I took the photo at the top of this entry, the portrait of Stephanie, on the day this happened. We went to the chapel at the nearby prayer center founded by Sister Dulce Maria, a Catholic nun who is believed by her followers to have a charismatic gift of healing. The portrait was taken inside the chapel at the center, on the pew where Ruthie and Stephanie sat together on Ruthie’s last night on this earth. They were at a healing prayer service. Twelve hours later, Ruthie was dead.

It pains me to write this, but I feel that I must, especially given that I wrote about Sister Dulce and the comforting role she played in my sister’s life in Little Way. Ruthie went to see Sister Dulce two or three times, but Stephanie was intensely devoted to her. Every time I saw or spoke to Stephanie, she was full of news about what Sister Dulce had told her most recently. It was always hopeful, and Stephanie clung to the nun’s words as tightly as someone swinging over an abyss would grip a lifeline. They kept her going, no matter how bad the news from doctors, no matter how sick she became.

The thing is, the most meaningful thing Sister Dulce told Stephanie was not general words of encouragement and exhortations to faith, but repeating a specific prophecy: “You will live to see your grandchildren.” Stephanie told me over and over again that Sister said she got that from God. And Stephanie, she absolutely believed it. Absolutely. When I first heard this from Stephanie, I mentioned to my wife that Sister Dulce had better be right, because it is cruel to give Stephanie false hope. Again, every time — every single time — I spoke with Stephanie over the last year and a half, she talked about Sister’s prophecy, and how it had to be true, it just had to be. Sister talks to God; Sister knows these things.

It wasn’t true. That it wasn’t true doesn’t make me angry. It makes me sad, because I would have loved for it to have been true. What makes me angry about it is that the nun made a bold, specific prediction to a dying wife and mother, who built her fight against lymphoma around the promise God had given her through Sister Dulce, according to Sister Dulce.

I don’t know if Stephanie’s last year and a half would have been better or worse had she not held on to this prophecy like a drowning woman holding on to a life preserver.
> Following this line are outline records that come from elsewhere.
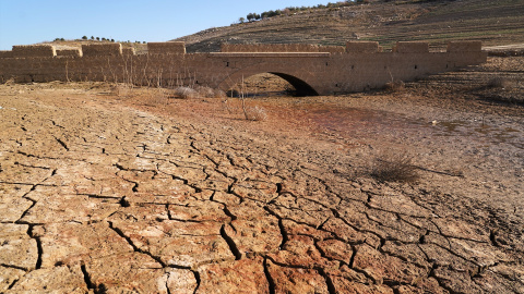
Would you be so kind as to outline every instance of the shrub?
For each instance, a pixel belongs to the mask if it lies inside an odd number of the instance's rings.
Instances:
[[[385,152],[374,158],[371,176],[385,182],[415,182],[419,179],[417,169],[407,154]]]
[[[190,87],[178,87],[175,89],[175,96],[183,99],[195,98],[198,96],[196,90]]]

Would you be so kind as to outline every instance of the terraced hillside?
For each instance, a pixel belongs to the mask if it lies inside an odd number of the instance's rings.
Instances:
[[[433,48],[454,39],[520,44],[524,1],[374,1],[210,28],[176,40],[186,41],[189,52],[205,52],[218,51],[222,42],[343,45],[349,39],[377,40],[385,49],[397,40],[426,40]]]

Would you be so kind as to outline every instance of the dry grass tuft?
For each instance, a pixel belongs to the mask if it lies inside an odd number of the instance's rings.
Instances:
[[[493,77],[488,82],[488,88],[512,89],[515,86],[515,81],[503,76]]]
[[[407,154],[383,152],[374,158],[371,176],[384,182],[416,182],[419,179],[413,157]]]
[[[389,82],[384,85],[384,89],[391,93],[403,91],[406,85],[402,81]]]
[[[243,111],[246,115],[246,120],[248,121],[265,121],[267,120],[267,113],[265,109],[254,106],[254,107],[246,107]]]

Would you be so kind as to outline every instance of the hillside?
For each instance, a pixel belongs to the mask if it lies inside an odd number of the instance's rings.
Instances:
[[[376,40],[385,49],[398,40],[426,40],[432,48],[454,39],[521,44],[524,1],[374,1],[210,28],[176,40],[186,41],[188,52],[209,52],[223,42],[344,45],[350,39]]]

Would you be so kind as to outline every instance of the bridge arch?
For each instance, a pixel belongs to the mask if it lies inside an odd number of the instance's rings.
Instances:
[[[319,91],[307,82],[307,76],[301,76],[300,74],[288,73],[287,71],[279,71],[275,69],[264,69],[265,66],[258,66],[258,70],[242,69],[233,74],[227,75],[222,83],[219,83],[218,88],[227,91],[231,89],[235,85],[242,83],[243,79],[263,73],[274,74],[293,87],[295,87],[297,96],[319,96]]]

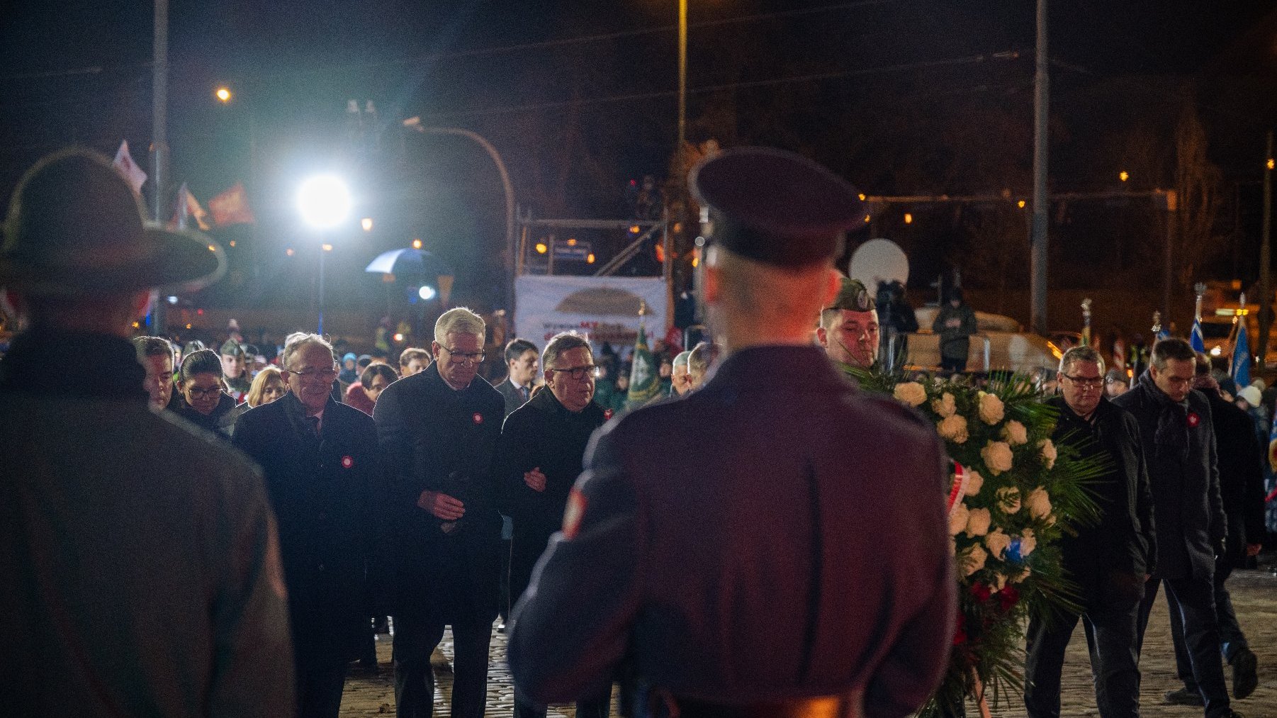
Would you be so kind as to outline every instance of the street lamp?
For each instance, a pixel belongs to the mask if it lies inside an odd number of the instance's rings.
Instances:
[[[298,212],[308,225],[317,230],[336,227],[350,215],[350,189],[336,175],[317,175],[298,189]],[[317,333],[323,333],[323,264],[324,254],[332,252],[332,244],[319,247],[319,325]]]

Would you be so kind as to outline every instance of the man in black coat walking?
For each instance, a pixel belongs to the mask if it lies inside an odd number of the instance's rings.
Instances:
[[[1157,553],[1139,424],[1103,397],[1105,360],[1094,349],[1065,351],[1059,377],[1062,393],[1047,401],[1060,413],[1052,441],[1107,465],[1091,485],[1099,523],[1060,540],[1062,562],[1079,589],[1099,715],[1138,718],[1135,629]],[[1060,715],[1060,672],[1078,618],[1077,613],[1029,618],[1024,707],[1032,718]]]
[[[1214,561],[1214,612],[1220,620],[1220,645],[1223,659],[1232,666],[1232,696],[1243,699],[1259,685],[1258,661],[1232,609],[1232,597],[1225,581],[1246,556],[1255,556],[1264,538],[1263,451],[1254,420],[1245,410],[1220,396],[1220,385],[1211,377],[1211,360],[1198,354],[1194,388],[1211,401],[1211,419],[1220,452],[1220,498],[1228,517],[1228,539]],[[1171,608],[1171,638],[1175,641],[1175,668],[1184,687],[1170,691],[1171,703],[1202,705],[1202,692],[1193,681],[1193,663],[1184,641],[1184,622],[1179,606],[1167,597]]]
[[[373,420],[387,465],[395,699],[400,718],[434,709],[430,653],[452,626],[452,717],[479,718],[497,617],[501,515],[492,461],[506,402],[478,376],[484,322],[465,308],[434,325],[434,363],[391,386]]]
[[[510,598],[517,602],[533,579],[533,566],[550,535],[563,525],[568,492],[581,474],[581,457],[603,408],[594,402],[594,354],[577,333],[561,333],[545,345],[545,387],[506,418],[497,451],[504,512],[513,519]],[[610,691],[577,701],[580,718],[607,718]],[[544,718],[545,708],[515,698],[516,718]]]
[[[1114,404],[1139,422],[1157,516],[1157,570],[1144,589],[1139,643],[1158,584],[1179,602],[1184,639],[1205,718],[1236,715],[1228,703],[1214,613],[1214,556],[1223,551],[1227,519],[1220,497],[1211,402],[1191,388],[1197,354],[1183,339],[1153,345],[1149,368]]]
[[[323,337],[290,336],[282,364],[289,392],[240,415],[231,443],[262,466],[280,524],[298,715],[336,718],[346,664],[359,657],[372,616],[377,429],[329,396],[337,362]]]

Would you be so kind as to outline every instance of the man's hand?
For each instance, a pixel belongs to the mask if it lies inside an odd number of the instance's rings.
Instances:
[[[466,515],[464,503],[438,491],[423,491],[416,497],[416,505],[444,521],[456,521]]]
[[[524,483],[533,491],[545,491],[545,474],[536,466],[531,471],[524,471]]]

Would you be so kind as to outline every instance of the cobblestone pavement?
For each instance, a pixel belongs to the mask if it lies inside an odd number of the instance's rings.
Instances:
[[[1234,709],[1246,718],[1277,718],[1277,576],[1271,570],[1236,571],[1228,579],[1234,607],[1243,631],[1250,643],[1250,649],[1259,657],[1259,687],[1245,699],[1234,701]],[[381,672],[377,676],[351,672],[346,681],[341,714],[344,717],[377,715],[395,712],[395,686],[391,669],[391,645],[388,636],[378,636],[377,654]],[[452,654],[451,636],[444,636],[443,652]],[[1144,654],[1140,662],[1143,685],[1140,690],[1140,713],[1143,718],[1197,718],[1200,708],[1166,705],[1162,694],[1180,687],[1175,677],[1175,654],[1171,650],[1170,622],[1166,615],[1166,602],[1158,597],[1153,615],[1149,618],[1148,635],[1144,639]],[[1225,675],[1231,689],[1232,671],[1225,666]],[[448,700],[452,691],[452,675],[435,671],[435,715],[448,715]],[[1096,710],[1094,689],[1091,682],[1091,668],[1087,659],[1087,640],[1082,625],[1069,644],[1069,654],[1064,667],[1064,695],[1061,714],[1069,717],[1093,717]],[[550,718],[575,718],[571,707],[552,707]],[[506,669],[506,636],[493,631],[492,666],[488,673],[488,717],[507,718],[513,714],[513,687],[510,672]],[[616,701],[613,701],[616,714]],[[979,715],[974,707],[968,708],[972,717]],[[995,708],[994,715],[1001,718],[1022,718],[1024,708],[1019,698],[1009,704]]]

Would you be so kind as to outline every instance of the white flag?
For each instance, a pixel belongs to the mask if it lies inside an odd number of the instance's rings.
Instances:
[[[120,149],[115,153],[116,170],[124,175],[124,179],[129,180],[129,187],[133,188],[134,194],[142,194],[142,183],[147,181],[147,174],[142,171],[142,167],[133,161],[133,156],[129,155],[129,141],[125,139],[120,143]]]

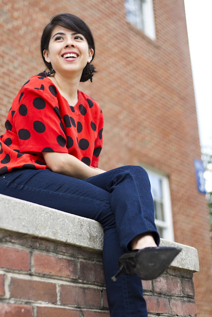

Maybe she lived longer because she believed it, and if so, we have to be grateful for that, I guess. But when I imagine the emotional pain and confusion Stephanie must have felt in the cancer hospital in Houston, when that final transplant failed — she had told me before heading over there that this was bound to work, because Sister Dulce kept promising that she would see her grandchildren — I cannot set aside my anger.

Stephanie repeatedly tried to get me an interview with Sister Dulce for Little Way, but the nun refused to talk to me. That struck me as suspicious, but I didn’t think much about it, aside from being careful about how I wrote about Sister Dulce in the book, e.g., she “is said to have a mystical healing gift”; “she claimed to have had a vision”; “the nun believes that God sometimes heals through her touch.” Ruthie really was greatly encouraged and strengthened by the nun’s prayers and words — but then, Sister had not told Ruthie she would live. Like I said, I don’t like to write about this on the morning of Stephanie’s death, but I believe I owe it to Little Way readers to be honest about this, lest anyone is misled.

Please pray for Stephanie Lemoine and her husband and children. She is free now, thanks not to the promise of a false prophet, but to the promise of the resurrection of Jesus Christ.